Engländer ohne Angst

Speed hat mit dem frisch berufenen Captain Aaron Ramsey (Arsenal) und Craig Bellamy (Cardiff City) zwar noch zwei Leistungsträger, doch nach dem Ausfall von Bale fühlen sich die Engländer sehr sicher. «Wenn wir ihn stoppen, können wir auch Wales stoppen», hatte Tottenhams Peter Crouch vor der Verletzung seines Vereinskollegen prophezeit. Ohne den 21-Jährigen wird der walisische Drachen nun «anstatt Feuer nur heisse Luft» produzieren, glaubt der «Daily Telegraph».

Die sportliche Brisanz des Brüderkampfs ist aus englischer Sicht so klein geworden, dass man sich Nischenthemen widmen muss. Capellos Reaktivierung von John Terry als Captain – der etatmässige «skipper» Rio Ferdinand (Manchester United) fehlt wie Vertreter Steven Gerrard (Liverpool) verletzt – wurde unter diesen Vorzeichen zur Staatsaffäre hochgedeutelt. Vor dreizehn Monaten hatte der Chelsea-Verteidiger die Armbinde nach einer Affäre mit der Ex-Freundin des ehemaligen Mannschaftskameraden Wayne Bridge verloren. «Er hat Fehler gemacht, aber das ist normal», sagte Capello. «Ein Jahr Strafe ist genug. In der Mannschaft wird er als Anführer akzeptiert.» Ferdinand erfuhr von seiner Absetzung durch die Medien, was für heftige Kritik an der Menschenführung des Italieners sorgte. «Capello zeigt weder Takt, Finesse noch Gefühl», ärgerte sich die «Sun».

Keine Kritik

Terry reagierte mit typischer Demut. «Ich hätte das Amt gar nicht erst verlieren dürfen», sagte der 31-Jährige. «Ich habe die Entscheidung damals zwar akzeptiert, war aber nie einverstanden.» Geraune über Unzufriedenheit in der Kabine nach seiner Rückkehr begegnete «JT» offensiv: «Wer ein Problem mit mir hat, soll es mir sagen.» In einer Mannschaftsbesprechung gab Capello eventuellen Kritikern die Möglichkeit, das Wort zu erheben. Das Schweigen soll ohrenbetäubend gewesen sein.

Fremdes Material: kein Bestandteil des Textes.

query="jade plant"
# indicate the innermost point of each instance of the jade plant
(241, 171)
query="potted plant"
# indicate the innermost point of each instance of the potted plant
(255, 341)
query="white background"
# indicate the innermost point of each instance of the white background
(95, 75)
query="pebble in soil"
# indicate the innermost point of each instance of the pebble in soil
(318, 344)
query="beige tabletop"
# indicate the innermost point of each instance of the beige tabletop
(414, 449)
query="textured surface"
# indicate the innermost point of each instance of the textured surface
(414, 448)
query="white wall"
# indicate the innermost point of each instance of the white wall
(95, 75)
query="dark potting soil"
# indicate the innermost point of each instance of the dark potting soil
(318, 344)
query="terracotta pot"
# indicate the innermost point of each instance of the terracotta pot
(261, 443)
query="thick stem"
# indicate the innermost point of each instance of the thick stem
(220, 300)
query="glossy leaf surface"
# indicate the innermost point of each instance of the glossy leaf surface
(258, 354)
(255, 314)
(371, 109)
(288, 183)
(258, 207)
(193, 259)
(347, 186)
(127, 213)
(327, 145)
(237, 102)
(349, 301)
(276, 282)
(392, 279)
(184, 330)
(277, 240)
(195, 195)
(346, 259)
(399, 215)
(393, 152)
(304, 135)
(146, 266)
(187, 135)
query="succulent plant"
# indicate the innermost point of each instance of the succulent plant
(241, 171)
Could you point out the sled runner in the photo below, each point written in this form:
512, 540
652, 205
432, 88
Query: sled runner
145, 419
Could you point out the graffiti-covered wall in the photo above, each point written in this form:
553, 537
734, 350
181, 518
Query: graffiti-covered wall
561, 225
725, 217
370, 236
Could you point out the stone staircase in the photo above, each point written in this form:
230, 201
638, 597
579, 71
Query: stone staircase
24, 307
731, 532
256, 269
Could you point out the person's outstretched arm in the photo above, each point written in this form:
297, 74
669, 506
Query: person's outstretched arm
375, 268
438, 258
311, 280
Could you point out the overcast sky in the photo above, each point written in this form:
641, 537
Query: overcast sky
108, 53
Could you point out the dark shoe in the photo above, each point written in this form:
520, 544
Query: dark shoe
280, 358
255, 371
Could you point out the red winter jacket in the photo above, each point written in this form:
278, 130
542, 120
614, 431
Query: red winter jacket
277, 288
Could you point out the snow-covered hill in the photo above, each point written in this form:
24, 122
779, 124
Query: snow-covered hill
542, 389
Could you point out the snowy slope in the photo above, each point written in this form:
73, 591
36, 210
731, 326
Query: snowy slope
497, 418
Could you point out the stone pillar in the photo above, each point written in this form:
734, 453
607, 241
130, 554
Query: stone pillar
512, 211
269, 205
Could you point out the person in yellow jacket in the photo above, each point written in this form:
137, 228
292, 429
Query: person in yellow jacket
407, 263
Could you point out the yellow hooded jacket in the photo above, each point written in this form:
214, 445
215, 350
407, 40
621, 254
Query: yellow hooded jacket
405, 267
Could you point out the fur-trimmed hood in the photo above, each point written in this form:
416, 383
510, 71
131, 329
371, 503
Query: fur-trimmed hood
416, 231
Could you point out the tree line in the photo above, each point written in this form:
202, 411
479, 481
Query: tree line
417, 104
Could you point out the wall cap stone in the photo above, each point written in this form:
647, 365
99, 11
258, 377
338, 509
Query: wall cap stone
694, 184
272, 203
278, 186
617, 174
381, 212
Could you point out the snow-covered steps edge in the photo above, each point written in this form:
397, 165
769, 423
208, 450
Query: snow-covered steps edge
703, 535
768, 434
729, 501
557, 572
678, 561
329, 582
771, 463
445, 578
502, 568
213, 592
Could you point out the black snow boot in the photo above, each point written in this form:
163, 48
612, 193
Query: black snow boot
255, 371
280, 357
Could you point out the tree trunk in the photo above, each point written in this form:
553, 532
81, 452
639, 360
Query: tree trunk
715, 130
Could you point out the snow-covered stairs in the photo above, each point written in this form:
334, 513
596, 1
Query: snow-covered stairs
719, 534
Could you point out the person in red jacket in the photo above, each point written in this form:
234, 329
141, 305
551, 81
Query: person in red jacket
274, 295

Ansonsten ist die Stimmung für englische Verhältnisse jedoch ungewöhnlich gut. Gareth Barry berichtete, dass Capello nicht mehr ganz so penibel auf Pünktlichkeit und die Einhaltung von diversen Verhaltensregeln poche. «Er sitzt uns nicht 24 Stunden am Tag im Nacken», sagte der Manchester-City-Profi, man habe neulich sogar zwei Stunden Golf spielen dürfen. Die englischen Reporter überlegen nun noch, ob sie die laxere Linie von «Don Fabio» begrüssen oder als Schwäche auslegen wollen. Kommt wahrscheinlich auf das Resultat an.